Please use this identifier to cite or link to this item: https://scholarbank.nus.edu.sg/handle/10635/223100
Title: H20ELIX : FACILITY FOR WATER BANKING AND PRODUCTION
Authors: NEO HWEE TIAT
Keywords: Architecture
Design Track
Thesis
Tse Swee Ling
2010/2011 DT
Residual land
Water banking
Issue Date: 26-May-2011
Citation: NEO HWEE TIAT (2011-05-26). H20ELIX : FACILITY FOR WATER BANKING AND PRODUCTION. ScholarBank@NUS Repository.

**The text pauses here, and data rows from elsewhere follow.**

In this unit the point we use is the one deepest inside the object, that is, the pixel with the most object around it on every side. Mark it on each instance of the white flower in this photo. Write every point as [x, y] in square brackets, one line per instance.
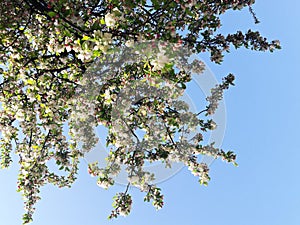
[160, 61]
[129, 43]
[110, 20]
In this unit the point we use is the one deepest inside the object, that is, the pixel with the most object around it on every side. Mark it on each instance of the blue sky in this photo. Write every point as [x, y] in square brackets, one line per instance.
[262, 127]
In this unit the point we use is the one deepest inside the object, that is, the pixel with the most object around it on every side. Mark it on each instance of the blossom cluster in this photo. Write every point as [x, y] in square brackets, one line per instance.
[62, 70]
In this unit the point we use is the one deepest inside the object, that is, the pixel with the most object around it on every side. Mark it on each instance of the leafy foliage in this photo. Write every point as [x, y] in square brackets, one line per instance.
[48, 53]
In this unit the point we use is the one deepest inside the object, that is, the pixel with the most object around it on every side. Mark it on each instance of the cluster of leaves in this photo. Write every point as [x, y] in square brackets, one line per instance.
[46, 50]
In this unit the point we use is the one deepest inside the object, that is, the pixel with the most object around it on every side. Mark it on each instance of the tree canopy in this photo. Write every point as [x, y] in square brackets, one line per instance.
[64, 66]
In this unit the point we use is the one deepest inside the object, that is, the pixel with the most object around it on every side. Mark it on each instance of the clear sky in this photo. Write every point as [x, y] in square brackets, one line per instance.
[262, 127]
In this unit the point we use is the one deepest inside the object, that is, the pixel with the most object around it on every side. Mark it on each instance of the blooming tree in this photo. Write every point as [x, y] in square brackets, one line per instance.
[64, 64]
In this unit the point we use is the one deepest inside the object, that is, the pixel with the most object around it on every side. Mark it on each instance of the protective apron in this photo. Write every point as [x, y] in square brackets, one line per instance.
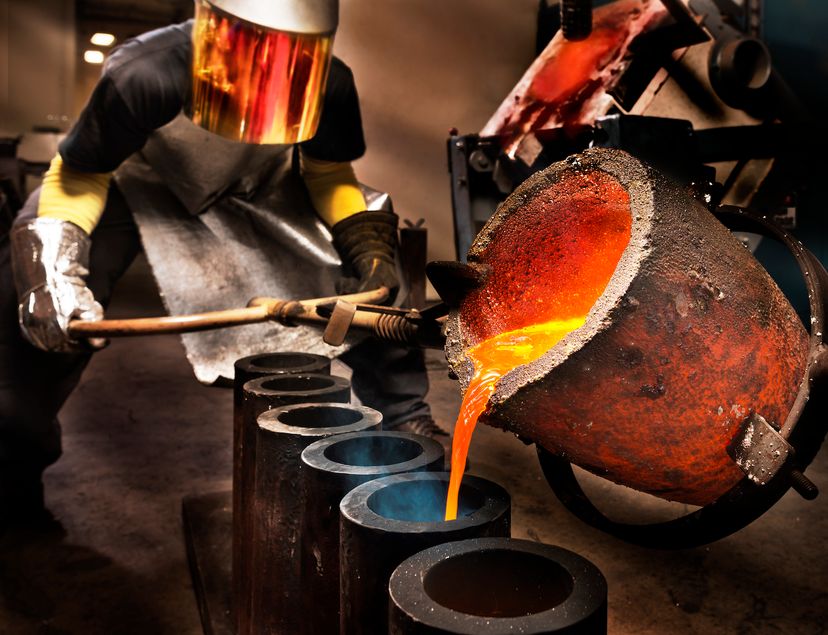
[222, 222]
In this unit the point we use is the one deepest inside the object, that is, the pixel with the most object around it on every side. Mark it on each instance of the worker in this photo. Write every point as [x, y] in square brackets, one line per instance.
[248, 78]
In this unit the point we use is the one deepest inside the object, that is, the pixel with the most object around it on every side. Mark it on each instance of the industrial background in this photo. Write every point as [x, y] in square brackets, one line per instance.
[140, 433]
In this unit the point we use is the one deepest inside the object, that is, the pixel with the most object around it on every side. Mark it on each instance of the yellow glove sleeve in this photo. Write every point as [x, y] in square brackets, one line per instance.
[333, 188]
[77, 197]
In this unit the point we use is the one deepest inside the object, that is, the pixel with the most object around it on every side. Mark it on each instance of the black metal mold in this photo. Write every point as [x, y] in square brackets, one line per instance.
[279, 501]
[497, 586]
[246, 369]
[331, 468]
[386, 520]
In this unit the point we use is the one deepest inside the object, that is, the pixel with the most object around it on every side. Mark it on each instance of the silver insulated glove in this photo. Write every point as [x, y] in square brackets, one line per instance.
[50, 260]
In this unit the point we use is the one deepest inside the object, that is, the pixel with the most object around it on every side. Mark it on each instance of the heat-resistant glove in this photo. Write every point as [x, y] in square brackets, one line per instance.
[367, 244]
[50, 261]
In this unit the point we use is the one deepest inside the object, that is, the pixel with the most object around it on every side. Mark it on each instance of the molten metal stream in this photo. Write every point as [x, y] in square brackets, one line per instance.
[492, 359]
[540, 308]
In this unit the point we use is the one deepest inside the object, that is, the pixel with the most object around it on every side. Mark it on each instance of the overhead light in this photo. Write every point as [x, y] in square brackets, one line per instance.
[93, 57]
[102, 39]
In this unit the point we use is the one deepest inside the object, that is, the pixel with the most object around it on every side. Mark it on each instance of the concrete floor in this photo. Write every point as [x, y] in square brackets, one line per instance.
[140, 433]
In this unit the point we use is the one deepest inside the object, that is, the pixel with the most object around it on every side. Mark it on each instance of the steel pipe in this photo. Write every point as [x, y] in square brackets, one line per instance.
[331, 468]
[259, 395]
[385, 521]
[497, 586]
[246, 369]
[279, 502]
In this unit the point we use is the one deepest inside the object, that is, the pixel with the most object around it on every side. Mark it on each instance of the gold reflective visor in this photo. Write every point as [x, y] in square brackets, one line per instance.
[253, 84]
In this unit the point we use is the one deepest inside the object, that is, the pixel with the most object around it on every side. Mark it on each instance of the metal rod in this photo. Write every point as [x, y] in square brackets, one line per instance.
[288, 312]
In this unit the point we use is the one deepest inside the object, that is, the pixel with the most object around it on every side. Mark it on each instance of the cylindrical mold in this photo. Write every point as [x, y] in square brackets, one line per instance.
[332, 468]
[247, 368]
[279, 502]
[259, 395]
[385, 521]
[497, 586]
[684, 333]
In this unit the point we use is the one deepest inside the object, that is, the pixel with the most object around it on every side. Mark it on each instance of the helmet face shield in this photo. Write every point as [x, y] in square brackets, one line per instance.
[256, 84]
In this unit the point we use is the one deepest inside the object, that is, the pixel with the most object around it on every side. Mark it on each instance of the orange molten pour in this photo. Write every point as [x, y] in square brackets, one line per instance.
[539, 290]
[492, 359]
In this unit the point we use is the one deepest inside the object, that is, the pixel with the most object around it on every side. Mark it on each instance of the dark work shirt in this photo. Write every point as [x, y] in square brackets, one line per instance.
[147, 81]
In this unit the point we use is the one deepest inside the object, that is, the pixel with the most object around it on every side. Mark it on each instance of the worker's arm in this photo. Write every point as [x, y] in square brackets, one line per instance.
[366, 240]
[333, 188]
[73, 196]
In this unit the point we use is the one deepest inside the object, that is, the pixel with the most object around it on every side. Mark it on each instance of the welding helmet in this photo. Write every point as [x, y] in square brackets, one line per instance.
[260, 67]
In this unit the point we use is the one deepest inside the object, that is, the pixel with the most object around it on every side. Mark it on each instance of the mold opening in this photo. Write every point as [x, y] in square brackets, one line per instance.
[282, 361]
[370, 450]
[297, 383]
[422, 501]
[498, 583]
[319, 417]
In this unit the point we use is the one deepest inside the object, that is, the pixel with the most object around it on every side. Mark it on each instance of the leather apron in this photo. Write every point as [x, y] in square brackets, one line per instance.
[222, 222]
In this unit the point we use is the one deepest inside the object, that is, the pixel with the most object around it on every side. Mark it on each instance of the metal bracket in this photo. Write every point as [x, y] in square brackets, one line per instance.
[759, 450]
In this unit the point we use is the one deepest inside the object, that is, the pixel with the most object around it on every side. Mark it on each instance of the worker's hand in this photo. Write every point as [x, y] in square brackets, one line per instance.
[50, 259]
[367, 244]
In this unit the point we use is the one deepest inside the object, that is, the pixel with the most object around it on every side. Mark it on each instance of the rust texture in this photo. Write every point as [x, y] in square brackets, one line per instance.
[690, 336]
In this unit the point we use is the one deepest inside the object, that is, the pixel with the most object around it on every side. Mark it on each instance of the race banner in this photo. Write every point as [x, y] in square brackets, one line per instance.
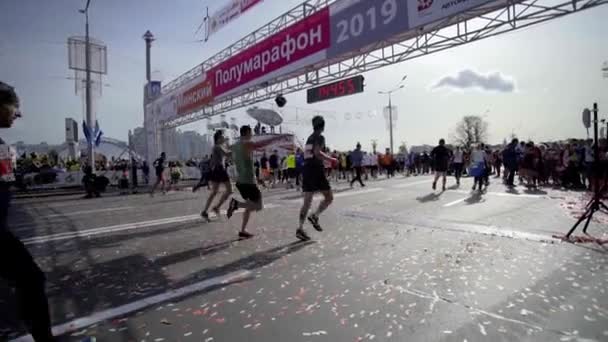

Abstract: This thesis envisions an alternative to contribute to the water supply of Singapore without the need for intensive energy, cost and technology to buy and make water (imported water from Malaysia, NEWater and desalinated water). With the land area of 710km2, Singapore is able to receive up to 1.7 billion m3 of rainfall annually, which is more than what is required for water demand (631.45 million m3/year). However, with land limitation and high contestation of land for other land use purposes, Singapore is in fact deprived from water storage capacity instead of source of water for harvest like most water stressed countries are facing. In the search for more land opportunities to increase storage capacity, residual land in Singapore has been accounted for and examined in terms of area, types, hydrology and application opportunities. It has been realise that the amount of residual land (up to 200ha) could possibly store up to 20 million m3 and transit 240 million m3 of water annually. This could possibly be use to replace the non-portable water demand and desalinated water. Other than directly increasing water storage capacity, this thesis also function as a machine to increase the water quality for existing storm water harvesting to decrease water usage from main portable supply. In addition to water banking, this hypothetical model made used of the passive processes of water harvesting and cleansing to incorporate an urban architecture that facilitates production such as agriculture and horticulture (orchid farming) that are also facing land shortage and rising demand in Singapore. Vegetables and plants produced on site are seen as by-products of the water banking process. Vegetables and plants produced locally will be harvested and processed on site so that it could be served and sold at restaurants and markets within the superstructure. Products can also be brought out to other parts of Singapore for sale.